Praying for Rain

It is no news to anyone that the Midwest, indeed, much of the United States, has been experiencing ongoing drought. (The area affected by the drought is the largest since 1956.) The lack of rain is wreaking havoc on farmland and will effect all of us.

I saw several Facebook comments yesterday that the Council for Secular Humanism was upset at a comment by U.S. Secretary of Agriculture Tom Vilsack that he gets on his knees every day and says a prayer for rain. He is not the only one; while I don’t pray on my knees, I have been praying every day for rain. (And when it rains here in the Twin Cities, I say a prayer that the rain reaches the southeastern part of the state, where my CSA farm is located.)

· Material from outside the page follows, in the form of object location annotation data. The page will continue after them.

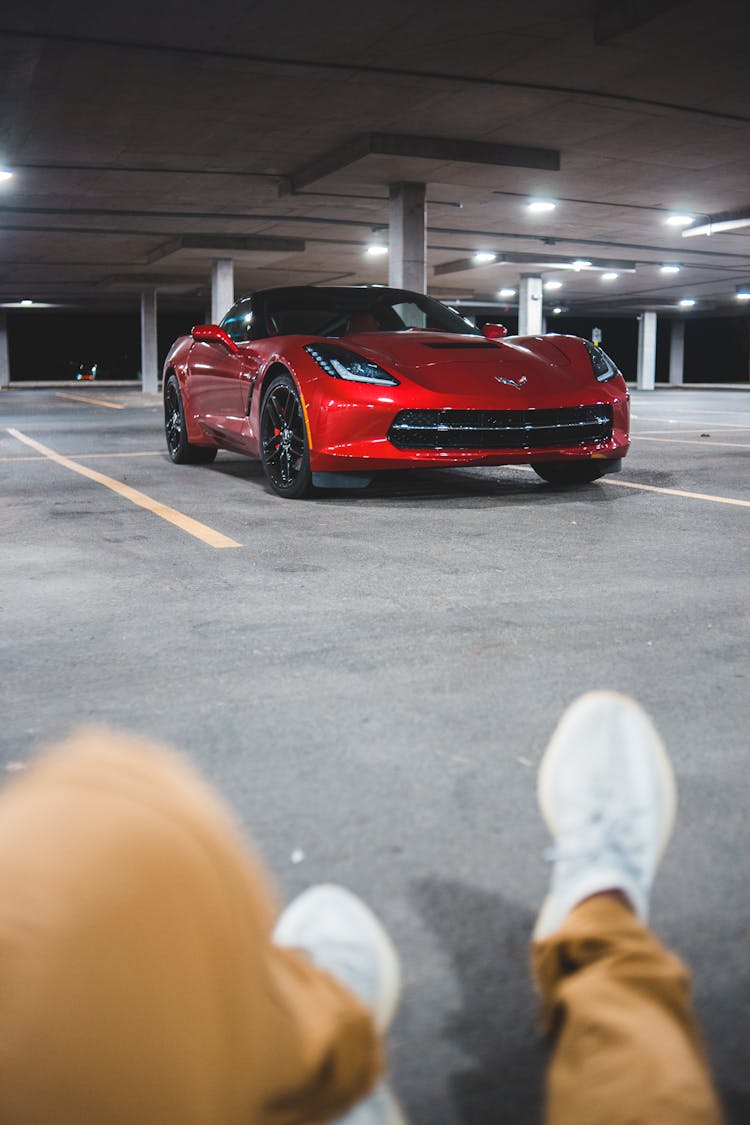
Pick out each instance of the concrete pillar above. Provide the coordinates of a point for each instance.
(677, 352)
(407, 267)
(5, 363)
(530, 306)
(148, 343)
(647, 351)
(222, 288)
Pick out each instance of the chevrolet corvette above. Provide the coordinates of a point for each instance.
(328, 385)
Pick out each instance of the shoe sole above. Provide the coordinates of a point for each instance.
(574, 723)
(326, 897)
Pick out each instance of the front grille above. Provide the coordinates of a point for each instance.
(569, 425)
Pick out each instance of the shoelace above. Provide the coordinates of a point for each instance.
(606, 835)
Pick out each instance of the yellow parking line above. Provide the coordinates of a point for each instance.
(688, 441)
(184, 522)
(89, 401)
(675, 492)
(80, 457)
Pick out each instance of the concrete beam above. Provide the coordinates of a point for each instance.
(227, 242)
(647, 351)
(440, 149)
(148, 342)
(407, 237)
(540, 260)
(530, 306)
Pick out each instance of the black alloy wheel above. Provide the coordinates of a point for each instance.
(285, 450)
(569, 473)
(181, 451)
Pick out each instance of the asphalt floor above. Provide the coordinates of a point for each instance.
(370, 680)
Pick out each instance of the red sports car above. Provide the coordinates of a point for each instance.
(327, 386)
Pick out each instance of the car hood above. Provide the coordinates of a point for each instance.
(475, 366)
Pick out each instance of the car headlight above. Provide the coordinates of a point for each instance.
(604, 368)
(343, 363)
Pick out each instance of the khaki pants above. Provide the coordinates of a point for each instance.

I confess that I am puzzled by the ire of the Council. Vilsack neither claimed that prayer was the government’s recommended response to the drought nor that anyone else should pray. So the claim that his remark was “just government entangling itself with religions” is a strange one.

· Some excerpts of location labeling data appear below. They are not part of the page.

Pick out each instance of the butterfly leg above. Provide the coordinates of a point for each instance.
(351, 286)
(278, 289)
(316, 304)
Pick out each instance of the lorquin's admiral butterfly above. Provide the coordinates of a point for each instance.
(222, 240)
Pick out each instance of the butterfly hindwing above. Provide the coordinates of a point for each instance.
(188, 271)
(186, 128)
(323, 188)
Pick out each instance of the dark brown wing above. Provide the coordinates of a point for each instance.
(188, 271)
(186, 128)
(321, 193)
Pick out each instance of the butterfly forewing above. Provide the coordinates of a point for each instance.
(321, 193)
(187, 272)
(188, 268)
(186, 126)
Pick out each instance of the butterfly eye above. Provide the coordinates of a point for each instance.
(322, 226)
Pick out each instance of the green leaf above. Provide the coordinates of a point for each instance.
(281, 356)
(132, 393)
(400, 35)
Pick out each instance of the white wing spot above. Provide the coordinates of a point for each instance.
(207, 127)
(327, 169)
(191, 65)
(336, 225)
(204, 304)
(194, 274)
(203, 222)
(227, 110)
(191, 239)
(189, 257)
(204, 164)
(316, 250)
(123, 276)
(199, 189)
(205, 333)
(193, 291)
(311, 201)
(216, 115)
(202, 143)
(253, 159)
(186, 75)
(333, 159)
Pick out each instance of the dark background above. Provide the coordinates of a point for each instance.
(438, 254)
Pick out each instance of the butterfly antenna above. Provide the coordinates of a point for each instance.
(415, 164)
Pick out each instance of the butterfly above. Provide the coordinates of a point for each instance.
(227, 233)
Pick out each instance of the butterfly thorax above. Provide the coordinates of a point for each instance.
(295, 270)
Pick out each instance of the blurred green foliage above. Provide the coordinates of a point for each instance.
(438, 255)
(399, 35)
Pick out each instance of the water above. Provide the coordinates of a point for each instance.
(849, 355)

It seems to me that the comment of the Council had nothing to do with constitutional concerns and everything to do with simply objecting to prayer.

I understand and accept that some people wish to lead their lives without God. While it is true that I pray for them as I pray for everyone else, their existence doesn’t offend me. And, while I hope, that by my life and example, I am able to show people that living a Christian life is something worth emulating, and I support the right of atheists to live without doing so.

What I do find offensive is the expressed goal of some atheist groups (and individual atheists) to wipe religion out of existence, the view that all of us must give up religion in order for them to be happy. One of my FB friends asserted that “because it’s the 21st Century…people must give up religious superstition, in order to proceed.”

There is an enormous difference between secularism and the kind of militant hostility to religion expressed by many atheists. I do think it is a legitimate subject for discussion the extent to which, for example, religious beliefs ought to have a privileged position over nonreligious beliefs – that is something we can talk about and will not necessarily agree about.

But we need to find some way to live more respectfully with people who disagree even on something so fundamental as the existence of God, because I’m pretty confident that despite anyone’s best efforts at persuasion, there will always be people who are religious and people who are not.